Is bag-of-words the same thing as document term matrix?
I have a training data set that consists of many files. I want to read all of them into a data structure (hash map?) to create a bag-of-words model for a particular class of documents, either science, religion, sports, or sex, in preparation for a perceptron implementation.
Right now I have the simplest of simple Java I/o constructs, I.e.
String text;
BufferedReader br = new BufferedReader(new FileReader("file"));
while ((text = br.readLine()) != null)
{
//read in multiple files
//generate a hash map with each unique word
//as a key and the frequency with which that
//word appears as the value
}
So what I want to do is read input from multiple files in a directory and save all the data to one underlying structure, how to do that? Should I write it out to a file somewhere?

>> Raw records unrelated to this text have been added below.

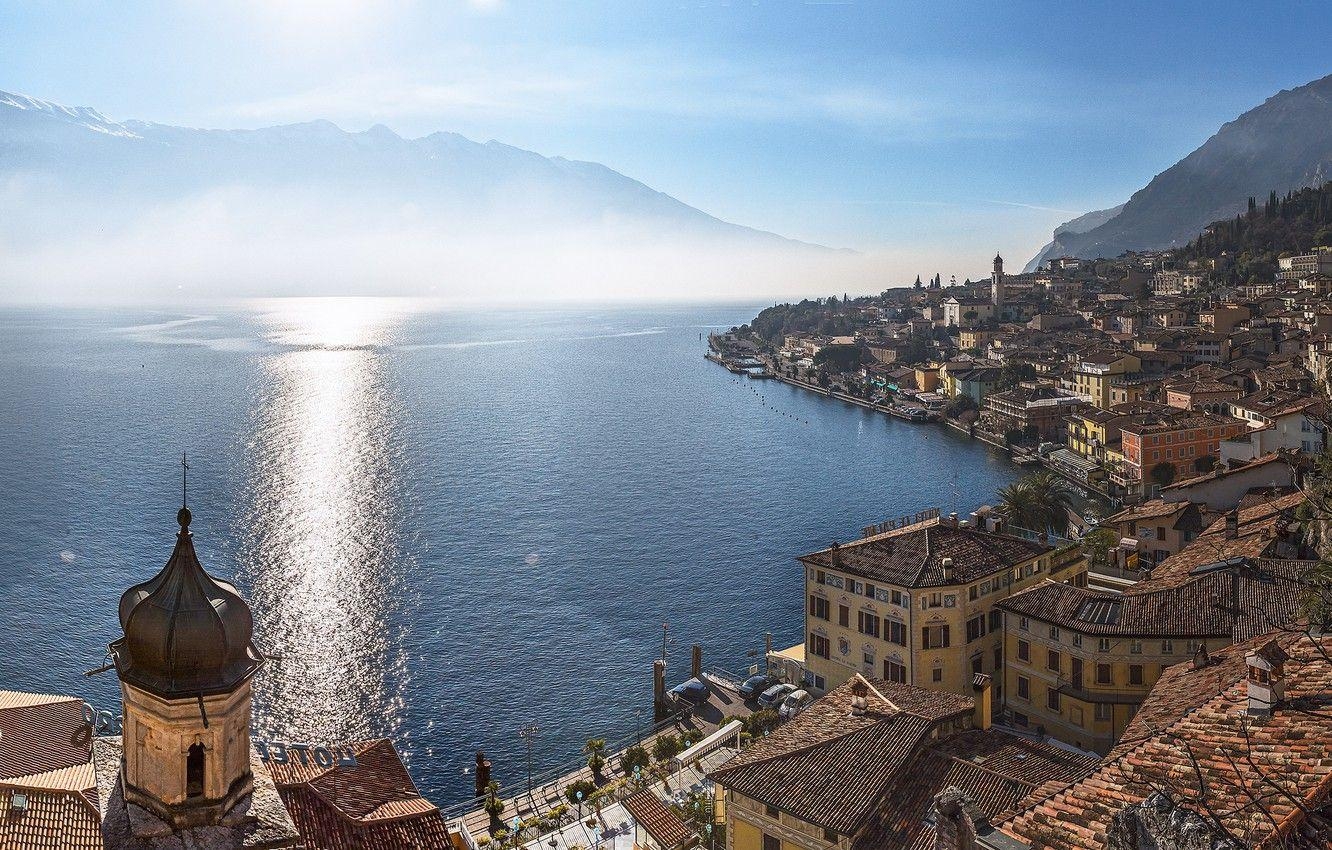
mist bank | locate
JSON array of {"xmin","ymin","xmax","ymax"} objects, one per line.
[{"xmin": 0, "ymin": 183, "xmax": 894, "ymax": 303}]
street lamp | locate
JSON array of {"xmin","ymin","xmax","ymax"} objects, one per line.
[{"xmin": 519, "ymin": 724, "xmax": 540, "ymax": 794}]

I think a hashmap, as I described in the comments of the code above would work, based on my understanding of bag-of-words. Is that right? How could I implement such a thing to sych with the reading of input from multiple files. How should I store it so I can later incorporate that into my perceptron algorithm?

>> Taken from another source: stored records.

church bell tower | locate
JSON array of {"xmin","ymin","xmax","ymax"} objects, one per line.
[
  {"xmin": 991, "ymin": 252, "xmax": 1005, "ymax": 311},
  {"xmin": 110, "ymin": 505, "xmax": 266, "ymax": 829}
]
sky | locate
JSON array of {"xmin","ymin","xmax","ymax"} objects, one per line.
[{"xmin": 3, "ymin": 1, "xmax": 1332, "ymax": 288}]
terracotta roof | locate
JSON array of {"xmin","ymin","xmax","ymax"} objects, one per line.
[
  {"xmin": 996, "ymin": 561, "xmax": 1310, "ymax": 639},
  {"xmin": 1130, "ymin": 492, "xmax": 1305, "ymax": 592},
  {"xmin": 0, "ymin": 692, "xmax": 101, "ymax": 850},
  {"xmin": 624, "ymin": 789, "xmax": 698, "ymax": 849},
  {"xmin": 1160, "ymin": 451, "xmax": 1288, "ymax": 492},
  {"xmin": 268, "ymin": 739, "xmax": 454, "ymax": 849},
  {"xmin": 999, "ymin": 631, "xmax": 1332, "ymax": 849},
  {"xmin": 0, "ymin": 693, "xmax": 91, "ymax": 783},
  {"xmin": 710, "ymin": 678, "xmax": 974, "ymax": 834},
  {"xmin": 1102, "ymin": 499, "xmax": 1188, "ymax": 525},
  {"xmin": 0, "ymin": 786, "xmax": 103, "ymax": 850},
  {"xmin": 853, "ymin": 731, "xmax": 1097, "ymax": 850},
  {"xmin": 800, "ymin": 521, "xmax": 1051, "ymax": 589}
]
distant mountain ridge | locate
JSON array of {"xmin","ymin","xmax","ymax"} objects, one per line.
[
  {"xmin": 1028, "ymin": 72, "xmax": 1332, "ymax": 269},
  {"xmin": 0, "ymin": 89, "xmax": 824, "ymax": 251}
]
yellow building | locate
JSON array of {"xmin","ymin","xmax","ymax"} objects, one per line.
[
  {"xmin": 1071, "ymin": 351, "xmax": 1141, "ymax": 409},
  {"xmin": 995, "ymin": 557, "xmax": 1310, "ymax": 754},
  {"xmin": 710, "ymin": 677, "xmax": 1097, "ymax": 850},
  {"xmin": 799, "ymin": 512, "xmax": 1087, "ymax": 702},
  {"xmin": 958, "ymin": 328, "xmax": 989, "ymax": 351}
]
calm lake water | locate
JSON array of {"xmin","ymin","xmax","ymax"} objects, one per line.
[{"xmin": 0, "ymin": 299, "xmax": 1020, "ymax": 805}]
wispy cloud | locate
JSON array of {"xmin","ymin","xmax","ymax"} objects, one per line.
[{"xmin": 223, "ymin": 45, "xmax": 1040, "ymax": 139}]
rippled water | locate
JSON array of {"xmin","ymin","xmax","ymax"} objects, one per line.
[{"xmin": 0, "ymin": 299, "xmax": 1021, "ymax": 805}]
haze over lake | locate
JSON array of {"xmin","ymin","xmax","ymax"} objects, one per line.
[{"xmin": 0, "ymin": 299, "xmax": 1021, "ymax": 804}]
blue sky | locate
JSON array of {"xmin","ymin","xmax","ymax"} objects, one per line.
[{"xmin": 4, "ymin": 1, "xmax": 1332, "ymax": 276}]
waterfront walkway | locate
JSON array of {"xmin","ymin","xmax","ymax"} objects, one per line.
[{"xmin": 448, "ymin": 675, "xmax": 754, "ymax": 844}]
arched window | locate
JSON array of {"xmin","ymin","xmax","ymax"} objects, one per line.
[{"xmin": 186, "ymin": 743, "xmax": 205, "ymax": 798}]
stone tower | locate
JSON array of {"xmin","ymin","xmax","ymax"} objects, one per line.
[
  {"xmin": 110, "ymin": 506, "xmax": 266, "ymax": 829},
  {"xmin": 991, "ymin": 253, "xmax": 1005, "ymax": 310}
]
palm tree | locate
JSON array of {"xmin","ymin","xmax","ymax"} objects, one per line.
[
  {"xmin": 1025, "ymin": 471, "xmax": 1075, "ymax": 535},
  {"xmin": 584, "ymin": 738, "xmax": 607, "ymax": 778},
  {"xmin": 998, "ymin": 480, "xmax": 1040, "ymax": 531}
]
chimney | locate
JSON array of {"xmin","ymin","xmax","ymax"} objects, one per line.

I've seen this done like so:
String names = new String[]{"a.txt", "b.txt", "c.txt"};
StringBuffer strContent = new StringBuffer("");
for (String name : names) {
File file = new File(name);
int ch;
FileInputStream stream = null;
try {
stream = new FileInputStream(file);
while( (ch = stream.read()) != -1) {
strContent.append((char) ch);
}
} finally {
stream.close();
}
}
But this is a lame solution because you need to specify in advance all the files, I think that should be more dynamic. If possible.
You can try below program, its dynamic, you just need to provide your directory path.
public class BagOfWords {
ConcurrentHashMap<String, Set<String>> map = new ConcurrentHashMap<String, Set<String>>();
public static void main(String[] args) throws IOException {
File file = new File("F:/Downloads/Build/");
new BagOfWords().iterateDirectory(file);
}
private void iterateDirectory(File file) throws IOException {
for (File f : file.listFiles()) {
if (f.isDirectory()) {
iterateDirectory(file);
} else {
// Read File
// Split and put it in a set
// add to map
}
}
}
}